Bevor eine Arbeit entsteht, bereitet der Künstler im Atelier seine künstlerischen Interventionen vor, arbeitet mit seinen Dokumentationen der Raumstrukturen um dann festzulegen, welche Form, welche Zeichen in welcher Farbe an welche Wand verbracht wird. Ihn reizt der Kontrast zu dem rauen, mit allerlei Lebensspuren versehenen verlassenen Räumen mit der Präzision der gesetzten Zeichen, was oftmals einer Quadratur des Kreises nahekommt, wenn der (Wand-)Grund extrem rau und unregelmäßig ist, oder die farbliche Originalfassung des Raumes im Abblättern begriffen ist. Es kam schon vor, dass die Architektur nicht mehr existent oder deren weiterer Zerfall seine Pläne durchkreuzte. Für all diese unkalkulierbaren Verhinderungsgründe ist dennoch eine ansehnliche Anzahl an räumlichen Interventionen entstanden. Der Künstler benennt diese verlassenen Orte oder die unwirtlichen Funktionsarchitekturen wie Autobahnbrücken inmitten oder am Rande der Stadt oder auch unvermittelt in der Natur als Zweiter Öffentlicher Raum. Eine treffende Bezeichnung für diese Orte. Was sich durch das zweite und nun hier sichtbare Medium, die künstlerische Fotografie, zeigt, ist das Ergebnis eines vielschichtigen und zeitintensiven Vorgangs seiner ortsspezifischen künstlerischen Eingriffe.

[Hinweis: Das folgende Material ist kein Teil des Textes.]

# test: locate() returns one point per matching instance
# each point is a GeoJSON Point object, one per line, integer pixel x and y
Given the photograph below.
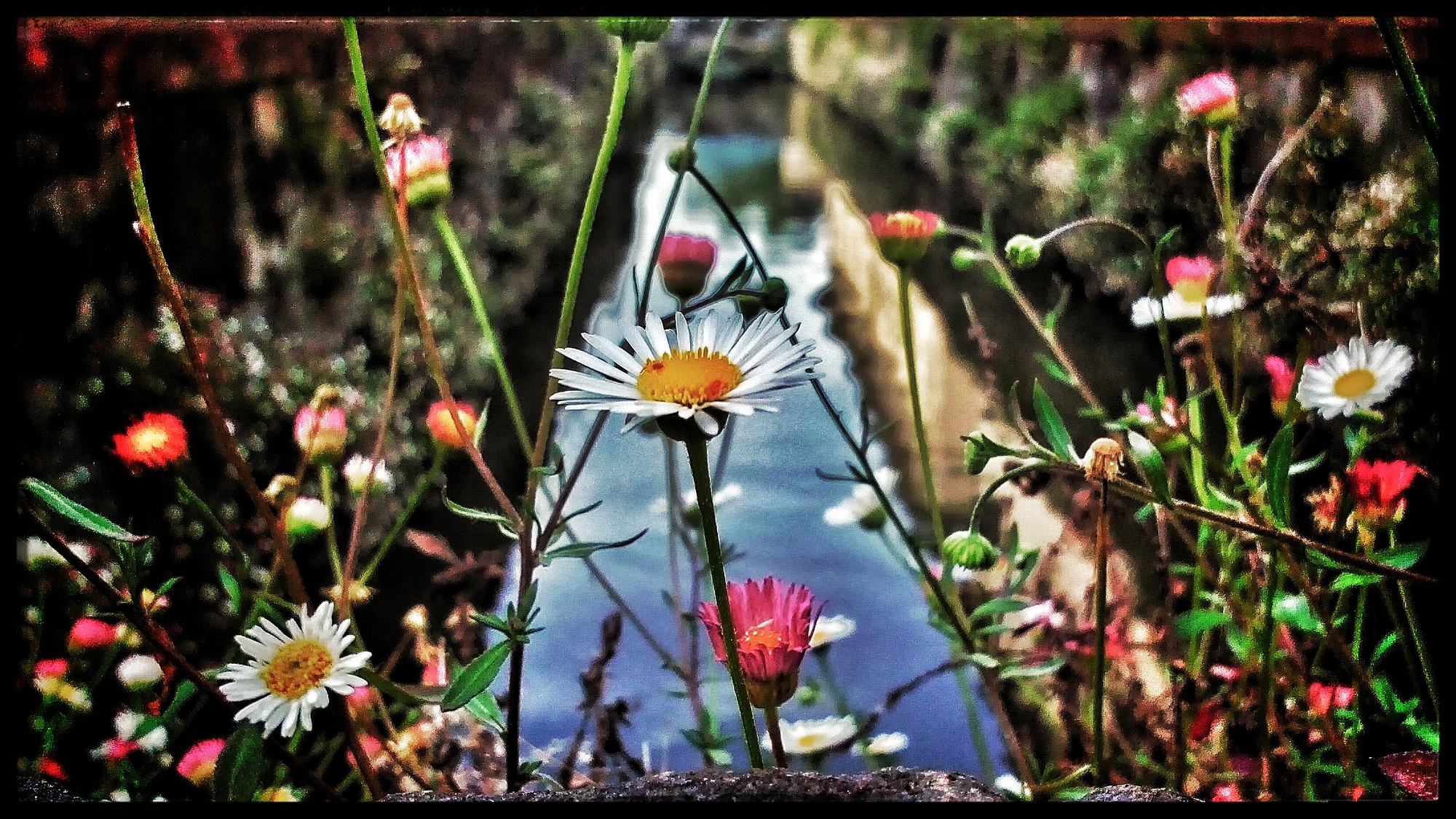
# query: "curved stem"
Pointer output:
{"type": "Point", "coordinates": [462, 266]}
{"type": "Point", "coordinates": [688, 152]}
{"type": "Point", "coordinates": [927, 471]}
{"type": "Point", "coordinates": [703, 481]}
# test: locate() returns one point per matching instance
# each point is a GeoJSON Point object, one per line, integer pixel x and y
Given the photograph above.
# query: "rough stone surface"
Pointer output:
{"type": "Point", "coordinates": [887, 784]}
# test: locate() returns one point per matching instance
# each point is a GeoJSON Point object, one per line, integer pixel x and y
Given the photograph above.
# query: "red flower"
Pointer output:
{"type": "Point", "coordinates": [424, 165]}
{"type": "Point", "coordinates": [905, 235]}
{"type": "Point", "coordinates": [91, 634]}
{"type": "Point", "coordinates": [1324, 695]}
{"type": "Point", "coordinates": [1282, 382]}
{"type": "Point", "coordinates": [1212, 98]}
{"type": "Point", "coordinates": [443, 430]}
{"type": "Point", "coordinates": [157, 440]}
{"type": "Point", "coordinates": [1190, 277]}
{"type": "Point", "coordinates": [1378, 487]}
{"type": "Point", "coordinates": [687, 261]}
{"type": "Point", "coordinates": [774, 625]}
{"type": "Point", "coordinates": [321, 435]}
{"type": "Point", "coordinates": [200, 761]}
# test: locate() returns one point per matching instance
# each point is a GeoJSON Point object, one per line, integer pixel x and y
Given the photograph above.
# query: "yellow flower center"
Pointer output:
{"type": "Point", "coordinates": [1355, 384]}
{"type": "Point", "coordinates": [762, 637]}
{"type": "Point", "coordinates": [689, 378]}
{"type": "Point", "coordinates": [298, 668]}
{"type": "Point", "coordinates": [149, 439]}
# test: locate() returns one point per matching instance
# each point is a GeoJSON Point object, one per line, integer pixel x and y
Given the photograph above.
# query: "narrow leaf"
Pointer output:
{"type": "Point", "coordinates": [1052, 424]}
{"type": "Point", "coordinates": [477, 676]}
{"type": "Point", "coordinates": [78, 513]}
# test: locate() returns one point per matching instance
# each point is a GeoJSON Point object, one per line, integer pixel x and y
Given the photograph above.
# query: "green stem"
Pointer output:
{"type": "Point", "coordinates": [1412, 82]}
{"type": "Point", "coordinates": [416, 497]}
{"type": "Point", "coordinates": [771, 716]}
{"type": "Point", "coordinates": [688, 152]}
{"type": "Point", "coordinates": [484, 320]}
{"type": "Point", "coordinates": [703, 481]}
{"type": "Point", "coordinates": [1100, 659]}
{"type": "Point", "coordinates": [973, 721]}
{"type": "Point", "coordinates": [927, 472]}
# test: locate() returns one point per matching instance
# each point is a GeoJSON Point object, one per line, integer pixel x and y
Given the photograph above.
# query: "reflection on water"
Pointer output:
{"type": "Point", "coordinates": [778, 523]}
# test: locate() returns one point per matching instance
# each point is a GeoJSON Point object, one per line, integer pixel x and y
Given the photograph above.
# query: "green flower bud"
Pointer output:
{"type": "Point", "coordinates": [775, 293]}
{"type": "Point", "coordinates": [1023, 251]}
{"type": "Point", "coordinates": [636, 30]}
{"type": "Point", "coordinates": [970, 550]}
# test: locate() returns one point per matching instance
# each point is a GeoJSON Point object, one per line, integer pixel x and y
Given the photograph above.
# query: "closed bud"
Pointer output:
{"type": "Point", "coordinates": [775, 293]}
{"type": "Point", "coordinates": [970, 550]}
{"type": "Point", "coordinates": [1023, 251]}
{"type": "Point", "coordinates": [637, 30]}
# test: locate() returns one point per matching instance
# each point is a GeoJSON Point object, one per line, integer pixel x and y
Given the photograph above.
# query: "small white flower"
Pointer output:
{"type": "Point", "coordinates": [831, 628]}
{"type": "Point", "coordinates": [139, 670]}
{"type": "Point", "coordinates": [883, 745]}
{"type": "Point", "coordinates": [1356, 376]}
{"type": "Point", "coordinates": [1176, 308]}
{"type": "Point", "coordinates": [710, 363]}
{"type": "Point", "coordinates": [290, 673]}
{"type": "Point", "coordinates": [357, 475]}
{"type": "Point", "coordinates": [813, 736]}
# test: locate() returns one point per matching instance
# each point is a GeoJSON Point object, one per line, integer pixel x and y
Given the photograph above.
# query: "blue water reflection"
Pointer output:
{"type": "Point", "coordinates": [778, 523]}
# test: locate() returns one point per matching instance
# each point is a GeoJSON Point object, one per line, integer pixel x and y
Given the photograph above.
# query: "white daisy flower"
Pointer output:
{"type": "Point", "coordinates": [1176, 308]}
{"type": "Point", "coordinates": [831, 628]}
{"type": "Point", "coordinates": [813, 736]}
{"type": "Point", "coordinates": [290, 673]}
{"type": "Point", "coordinates": [708, 368]}
{"type": "Point", "coordinates": [883, 745]}
{"type": "Point", "coordinates": [1356, 376]}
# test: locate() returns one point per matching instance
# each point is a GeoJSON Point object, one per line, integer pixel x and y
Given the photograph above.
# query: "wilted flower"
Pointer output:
{"type": "Point", "coordinates": [443, 430]}
{"type": "Point", "coordinates": [685, 263]}
{"type": "Point", "coordinates": [139, 672]}
{"type": "Point", "coordinates": [905, 237]}
{"type": "Point", "coordinates": [290, 673]}
{"type": "Point", "coordinates": [155, 442]}
{"type": "Point", "coordinates": [774, 625]}
{"type": "Point", "coordinates": [1214, 100]}
{"type": "Point", "coordinates": [321, 435]}
{"type": "Point", "coordinates": [90, 633]}
{"type": "Point", "coordinates": [1355, 378]}
{"type": "Point", "coordinates": [357, 475]}
{"type": "Point", "coordinates": [813, 736]}
{"type": "Point", "coordinates": [422, 165]}
{"type": "Point", "coordinates": [831, 628]}
{"type": "Point", "coordinates": [200, 761]}
{"type": "Point", "coordinates": [306, 518]}
{"type": "Point", "coordinates": [713, 368]}
{"type": "Point", "coordinates": [1378, 488]}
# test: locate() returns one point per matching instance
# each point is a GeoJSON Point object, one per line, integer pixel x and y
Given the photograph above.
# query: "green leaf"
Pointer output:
{"type": "Point", "coordinates": [1353, 579]}
{"type": "Point", "coordinates": [1294, 611]}
{"type": "Point", "coordinates": [1000, 605]}
{"type": "Point", "coordinates": [1385, 646]}
{"type": "Point", "coordinates": [477, 676]}
{"type": "Point", "coordinates": [388, 687]}
{"type": "Point", "coordinates": [1152, 462]}
{"type": "Point", "coordinates": [235, 593]}
{"type": "Point", "coordinates": [1013, 672]}
{"type": "Point", "coordinates": [241, 765]}
{"type": "Point", "coordinates": [1401, 555]}
{"type": "Point", "coordinates": [585, 550]}
{"type": "Point", "coordinates": [78, 513]}
{"type": "Point", "coordinates": [488, 711]}
{"type": "Point", "coordinates": [1276, 474]}
{"type": "Point", "coordinates": [1195, 622]}
{"type": "Point", "coordinates": [1056, 371]}
{"type": "Point", "coordinates": [1052, 424]}
{"type": "Point", "coordinates": [480, 515]}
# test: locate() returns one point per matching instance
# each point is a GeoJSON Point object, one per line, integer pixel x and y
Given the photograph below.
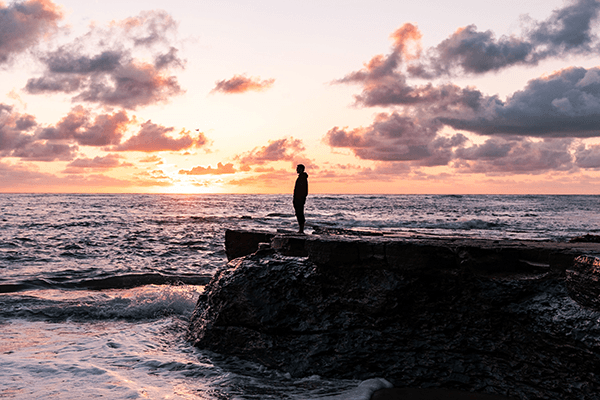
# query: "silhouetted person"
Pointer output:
{"type": "Point", "coordinates": [300, 193]}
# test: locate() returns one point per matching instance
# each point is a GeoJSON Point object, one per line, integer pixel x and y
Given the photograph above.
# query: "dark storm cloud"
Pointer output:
{"type": "Point", "coordinates": [81, 165]}
{"type": "Point", "coordinates": [286, 149]}
{"type": "Point", "coordinates": [101, 67]}
{"type": "Point", "coordinates": [19, 139]}
{"type": "Point", "coordinates": [588, 157]}
{"type": "Point", "coordinates": [23, 24]}
{"type": "Point", "coordinates": [153, 137]}
{"type": "Point", "coordinates": [564, 104]}
{"type": "Point", "coordinates": [241, 84]}
{"type": "Point", "coordinates": [469, 51]}
{"type": "Point", "coordinates": [559, 109]}
{"type": "Point", "coordinates": [219, 170]}
{"type": "Point", "coordinates": [567, 31]}
{"type": "Point", "coordinates": [14, 130]}
{"type": "Point", "coordinates": [524, 156]}
{"type": "Point", "coordinates": [88, 130]}
{"type": "Point", "coordinates": [45, 151]}
{"type": "Point", "coordinates": [394, 137]}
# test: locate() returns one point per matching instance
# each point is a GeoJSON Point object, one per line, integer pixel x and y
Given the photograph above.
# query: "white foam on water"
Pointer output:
{"type": "Point", "coordinates": [364, 391]}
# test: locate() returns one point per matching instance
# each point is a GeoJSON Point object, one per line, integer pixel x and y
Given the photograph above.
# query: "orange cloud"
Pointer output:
{"type": "Point", "coordinates": [220, 170]}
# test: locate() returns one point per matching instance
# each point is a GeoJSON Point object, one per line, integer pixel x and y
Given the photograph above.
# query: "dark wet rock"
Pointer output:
{"type": "Point", "coordinates": [583, 281]}
{"type": "Point", "coordinates": [241, 243]}
{"type": "Point", "coordinates": [505, 318]}
{"type": "Point", "coordinates": [587, 238]}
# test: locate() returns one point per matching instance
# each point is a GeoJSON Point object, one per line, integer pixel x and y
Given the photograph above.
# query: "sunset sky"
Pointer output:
{"type": "Point", "coordinates": [228, 96]}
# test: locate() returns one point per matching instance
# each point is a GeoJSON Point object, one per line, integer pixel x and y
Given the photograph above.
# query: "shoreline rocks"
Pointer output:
{"type": "Point", "coordinates": [512, 318]}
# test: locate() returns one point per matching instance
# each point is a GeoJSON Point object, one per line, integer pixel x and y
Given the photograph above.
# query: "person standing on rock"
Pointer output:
{"type": "Point", "coordinates": [300, 193]}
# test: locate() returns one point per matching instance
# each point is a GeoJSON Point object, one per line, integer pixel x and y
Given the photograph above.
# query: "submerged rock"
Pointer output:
{"type": "Point", "coordinates": [498, 318]}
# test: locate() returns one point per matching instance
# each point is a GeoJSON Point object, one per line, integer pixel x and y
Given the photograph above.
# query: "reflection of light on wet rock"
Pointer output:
{"type": "Point", "coordinates": [462, 314]}
{"type": "Point", "coordinates": [583, 281]}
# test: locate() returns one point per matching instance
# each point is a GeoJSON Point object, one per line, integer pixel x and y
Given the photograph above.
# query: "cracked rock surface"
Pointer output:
{"type": "Point", "coordinates": [525, 333]}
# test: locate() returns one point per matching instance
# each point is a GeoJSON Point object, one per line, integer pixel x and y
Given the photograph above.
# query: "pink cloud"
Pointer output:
{"type": "Point", "coordinates": [153, 137]}
{"type": "Point", "coordinates": [109, 161]}
{"type": "Point", "coordinates": [111, 74]}
{"type": "Point", "coordinates": [242, 83]}
{"type": "Point", "coordinates": [24, 24]}
{"type": "Point", "coordinates": [78, 126]}
{"type": "Point", "coordinates": [219, 170]}
{"type": "Point", "coordinates": [286, 149]}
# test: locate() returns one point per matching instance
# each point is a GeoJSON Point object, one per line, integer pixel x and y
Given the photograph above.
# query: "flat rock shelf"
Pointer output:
{"type": "Point", "coordinates": [519, 319]}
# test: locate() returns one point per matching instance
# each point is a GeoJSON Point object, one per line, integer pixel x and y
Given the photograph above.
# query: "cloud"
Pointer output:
{"type": "Point", "coordinates": [28, 179]}
{"type": "Point", "coordinates": [14, 129]}
{"type": "Point", "coordinates": [560, 109]}
{"type": "Point", "coordinates": [467, 52]}
{"type": "Point", "coordinates": [241, 84]}
{"type": "Point", "coordinates": [588, 157]}
{"type": "Point", "coordinates": [22, 25]}
{"type": "Point", "coordinates": [286, 149]}
{"type": "Point", "coordinates": [219, 170]}
{"type": "Point", "coordinates": [105, 67]}
{"type": "Point", "coordinates": [81, 165]}
{"type": "Point", "coordinates": [153, 137]}
{"type": "Point", "coordinates": [396, 137]}
{"type": "Point", "coordinates": [563, 104]}
{"type": "Point", "coordinates": [78, 126]}
{"type": "Point", "coordinates": [152, 159]}
{"type": "Point", "coordinates": [17, 139]}
{"type": "Point", "coordinates": [525, 156]}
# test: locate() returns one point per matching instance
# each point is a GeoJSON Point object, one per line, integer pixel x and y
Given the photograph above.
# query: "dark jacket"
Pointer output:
{"type": "Point", "coordinates": [301, 188]}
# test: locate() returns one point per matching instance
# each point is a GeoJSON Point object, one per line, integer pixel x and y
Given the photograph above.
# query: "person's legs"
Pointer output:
{"type": "Point", "coordinates": [299, 209]}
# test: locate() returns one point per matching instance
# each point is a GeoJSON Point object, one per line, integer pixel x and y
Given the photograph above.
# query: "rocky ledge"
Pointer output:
{"type": "Point", "coordinates": [513, 318]}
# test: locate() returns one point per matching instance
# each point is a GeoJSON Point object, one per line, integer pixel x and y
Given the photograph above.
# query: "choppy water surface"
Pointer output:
{"type": "Point", "coordinates": [96, 290]}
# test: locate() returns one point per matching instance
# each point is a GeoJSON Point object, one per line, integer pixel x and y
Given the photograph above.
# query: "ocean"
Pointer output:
{"type": "Point", "coordinates": [96, 290]}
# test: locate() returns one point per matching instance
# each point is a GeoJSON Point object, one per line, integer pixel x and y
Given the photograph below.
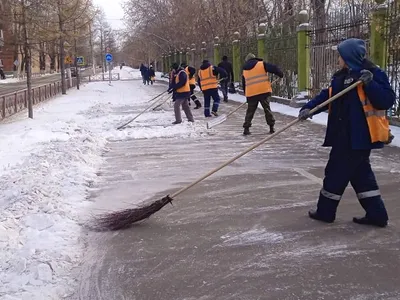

Der bewusst inszenierte Blick auf seine künstlerische Intervention inmitten eines Ortes, dessen Architektur er überzeugend als festgelegten Ausschnitt in sein fotografisches Bild komponiert, lässt uns teilhaben an seinen pionierhaften und eremitenartigen Eroberungsfeldzügen und uns erfreuen an der Schönheit der verfallenden Architektur, die in uns in der Erfahrung und Erinnerung die individuelle Romantik-Sehnsucht in der Ruinenarchitektur suggeriert – hier allerdings im Konzept des wohl gesetzten, präzisen Prochnowschen Zeichens. Das im Fokus Garten-Salon gezeigte Werk aus der Serie geometric_c/black_c_BZ1 ist in einem Außenraum, an einem Betonpfeiler einer Autobahnbrücke inmitten eines bewaldeten Naturraums entstanden. Wir können uns nicht die Dimension des dort aufgetragenen schwarzen, präzise in seinem Umrisslinien definierten Kreises, vorstellen. Das steile Gefälle hingegen lässt uns schaudern. Der Kontrast vom statischen, aber rauen Beton mit der Präzision des schwarzen Kreises und das wohltuende differenzierte Grün des umgebenden Laubwalds auf der linken Bildseite schaffen eine stringente Komposition.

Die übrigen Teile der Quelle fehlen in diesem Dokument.